C’est par des motifs adoptés que le premier juge a écarté ce moyen. L’arrêté de placement en rétention administrative du 13 juin 2025 comporte bien l’énoncé des considérations de droit et de fait qui constituent le fondement de la décision, conformément aux exigences de l’article L. 741-6 du CESEDA. La motivation fait expressément référence à l’interdiction judiciaire du territoire français dont fait l’objet l’intéressé, aux conditions légales du placement en rétention et à l’appréciation du risque de soustraction. Cette motivation, qui prend en compte la situation personnelle de l’intéressé, satisfait aux exigences légales.
Sur l’absence de perspective d’éloignement
L’appelant invoque l’absence de perspective raisonnable d’éloignement vers l’Algérie en raison des difficultés diplomatiques entre la France et ce pays.
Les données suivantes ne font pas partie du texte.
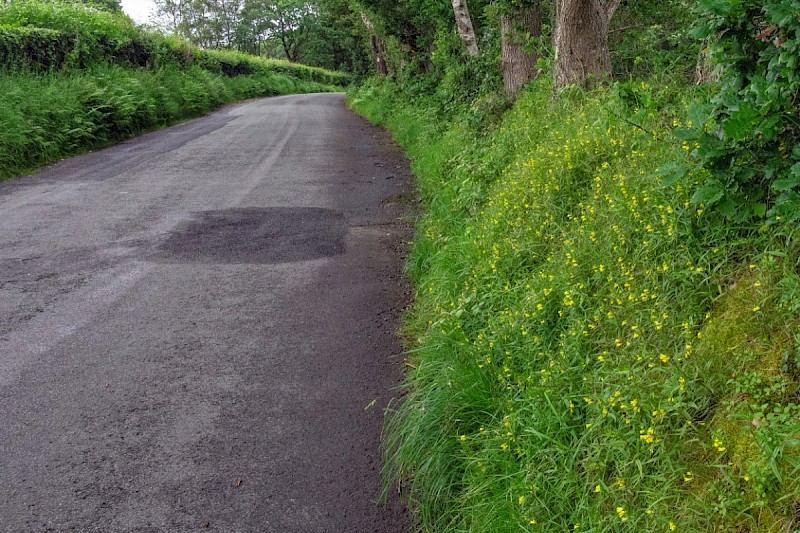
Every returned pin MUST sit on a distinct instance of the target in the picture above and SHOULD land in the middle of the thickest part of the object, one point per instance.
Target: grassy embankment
(588, 351)
(75, 78)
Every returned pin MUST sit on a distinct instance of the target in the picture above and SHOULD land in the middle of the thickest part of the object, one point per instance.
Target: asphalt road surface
(198, 327)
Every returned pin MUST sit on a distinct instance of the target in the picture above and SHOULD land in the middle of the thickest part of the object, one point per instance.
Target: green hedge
(47, 36)
(34, 48)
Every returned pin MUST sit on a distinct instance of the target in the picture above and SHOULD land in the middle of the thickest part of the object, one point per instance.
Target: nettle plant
(746, 137)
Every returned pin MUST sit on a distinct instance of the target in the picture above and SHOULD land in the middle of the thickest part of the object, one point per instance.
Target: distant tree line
(325, 33)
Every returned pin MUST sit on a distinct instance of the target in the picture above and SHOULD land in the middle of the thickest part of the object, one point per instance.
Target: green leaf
(789, 182)
(710, 146)
(740, 124)
(699, 114)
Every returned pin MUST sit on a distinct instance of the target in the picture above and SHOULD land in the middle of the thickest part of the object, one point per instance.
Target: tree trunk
(377, 48)
(581, 41)
(519, 64)
(465, 29)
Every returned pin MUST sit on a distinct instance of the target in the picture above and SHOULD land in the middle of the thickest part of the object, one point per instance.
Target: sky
(138, 10)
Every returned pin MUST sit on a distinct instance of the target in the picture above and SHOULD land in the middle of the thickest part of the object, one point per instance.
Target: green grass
(588, 350)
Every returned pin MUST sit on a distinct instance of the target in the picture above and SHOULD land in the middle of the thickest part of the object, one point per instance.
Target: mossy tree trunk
(465, 28)
(519, 56)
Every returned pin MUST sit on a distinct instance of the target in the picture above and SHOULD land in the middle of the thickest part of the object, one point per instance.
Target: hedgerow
(75, 78)
(589, 350)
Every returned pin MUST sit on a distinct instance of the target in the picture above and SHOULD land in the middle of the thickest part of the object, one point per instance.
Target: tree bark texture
(519, 64)
(465, 28)
(581, 41)
(704, 71)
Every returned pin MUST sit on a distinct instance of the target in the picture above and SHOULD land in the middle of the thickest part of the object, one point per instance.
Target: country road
(198, 327)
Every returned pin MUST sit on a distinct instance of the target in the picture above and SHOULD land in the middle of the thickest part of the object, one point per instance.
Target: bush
(38, 49)
(747, 137)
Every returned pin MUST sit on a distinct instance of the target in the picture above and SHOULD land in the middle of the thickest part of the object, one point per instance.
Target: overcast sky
(139, 10)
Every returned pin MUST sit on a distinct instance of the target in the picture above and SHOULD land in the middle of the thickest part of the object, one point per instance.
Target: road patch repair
(200, 327)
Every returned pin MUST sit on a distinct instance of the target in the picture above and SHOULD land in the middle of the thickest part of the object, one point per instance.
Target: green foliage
(651, 38)
(747, 137)
(68, 82)
(34, 48)
(47, 117)
(588, 350)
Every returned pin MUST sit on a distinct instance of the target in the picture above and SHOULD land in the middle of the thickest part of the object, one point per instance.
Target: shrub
(747, 137)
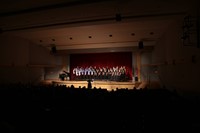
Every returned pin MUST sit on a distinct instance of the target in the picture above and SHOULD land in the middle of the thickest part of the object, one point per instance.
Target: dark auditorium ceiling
(74, 25)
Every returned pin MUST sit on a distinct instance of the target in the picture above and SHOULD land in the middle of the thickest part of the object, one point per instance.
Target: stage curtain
(102, 60)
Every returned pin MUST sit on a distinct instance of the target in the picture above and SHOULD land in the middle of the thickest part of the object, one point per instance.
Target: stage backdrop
(102, 60)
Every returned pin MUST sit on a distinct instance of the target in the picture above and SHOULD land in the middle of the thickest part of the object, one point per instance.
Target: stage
(109, 85)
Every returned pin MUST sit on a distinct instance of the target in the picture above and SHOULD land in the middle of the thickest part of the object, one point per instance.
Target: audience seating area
(47, 108)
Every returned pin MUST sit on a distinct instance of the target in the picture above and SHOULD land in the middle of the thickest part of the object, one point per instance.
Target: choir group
(101, 73)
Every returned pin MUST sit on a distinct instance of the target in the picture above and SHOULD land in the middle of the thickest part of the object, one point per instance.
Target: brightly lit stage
(109, 85)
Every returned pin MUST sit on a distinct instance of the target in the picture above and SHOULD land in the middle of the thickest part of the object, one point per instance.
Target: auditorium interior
(99, 65)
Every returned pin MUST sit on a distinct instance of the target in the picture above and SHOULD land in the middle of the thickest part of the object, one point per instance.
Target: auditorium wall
(178, 65)
(22, 61)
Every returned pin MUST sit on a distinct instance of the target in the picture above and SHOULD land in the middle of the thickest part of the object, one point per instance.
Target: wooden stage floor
(109, 85)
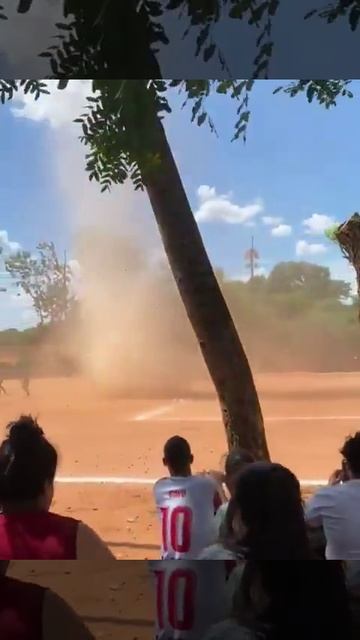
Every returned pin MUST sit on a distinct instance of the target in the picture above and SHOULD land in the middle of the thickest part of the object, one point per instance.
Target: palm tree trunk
(206, 308)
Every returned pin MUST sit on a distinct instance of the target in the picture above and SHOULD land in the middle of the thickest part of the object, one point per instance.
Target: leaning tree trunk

Cette argumentation ne peut être retenue. C’est à juste titre que le premier juge a relevé que l’administration fait preuve de diligence dans la mise en 'uvre de la mesure d’éloignement. Les autorités consulaires algériennes ont été saisies dès le 13 juin 2025 d’une demande de délivrance de laissez-passer consulaire. L’administration a également procédé à l’identification de l’intéressé auprès du Service Central de Coopération Opérationnelle de Police par son relevé décadactylaire en janvier 2025. Ces démarches, qui témoignent d’une perspective raisonnable d’éloignement, justifient le maintien en rétention dans l’attente de la réponse des autorités consulaires.
Sur le fond
En l’espèce, comme l’a retenu par le premier juge, l’intéressé ne présente pas de garanties de représentation effectives propres à prévenir le risque de soustraction à la mesure qui est considéré comme établi au visa des articles L 741-1, L 612-2 et L 612-3 du ceseda.
En effet, l’intéressé ne remplit pas les conditions d’une assignation à résidence au sens de l’article [3] 743-13 du CESEDA, il ne peut présenter son passeport original en cours de validité, condition indispensable à l’octroi de cette mesure alternative.
Enfin, l’intéressé ne peut justifier être entré régulièrement sur le territoire français, il s’est soustrait à l’exécution de précédentes mesures d’éloignement (arrêtés portant obligation de quitter le territoire français du 30 août 2023 et du 20 août 2024), il s’est à nouveau présenté sur le territoire français malgré un arrêté de transfert vers les Pays-Bas du 10 octobre 2023, et il ne présente pas de garanties de représentation suffisantes.
PAR CES MOTIFS
Statuant publiquement,
Déclarons l’appel recevable,
Rejetons les moyens élevés par l’intéressé,
Confirmons la décision déférée,
Disons que la présente ordonnance sera notifiée conformément à l’article R 743-19 du Code de l’Entrée et du Séjour des Etrangers et du Droit d’Asile,
Fait à Montpellier, au palais de justice, le 19 Juin 2025 à 14 H 18.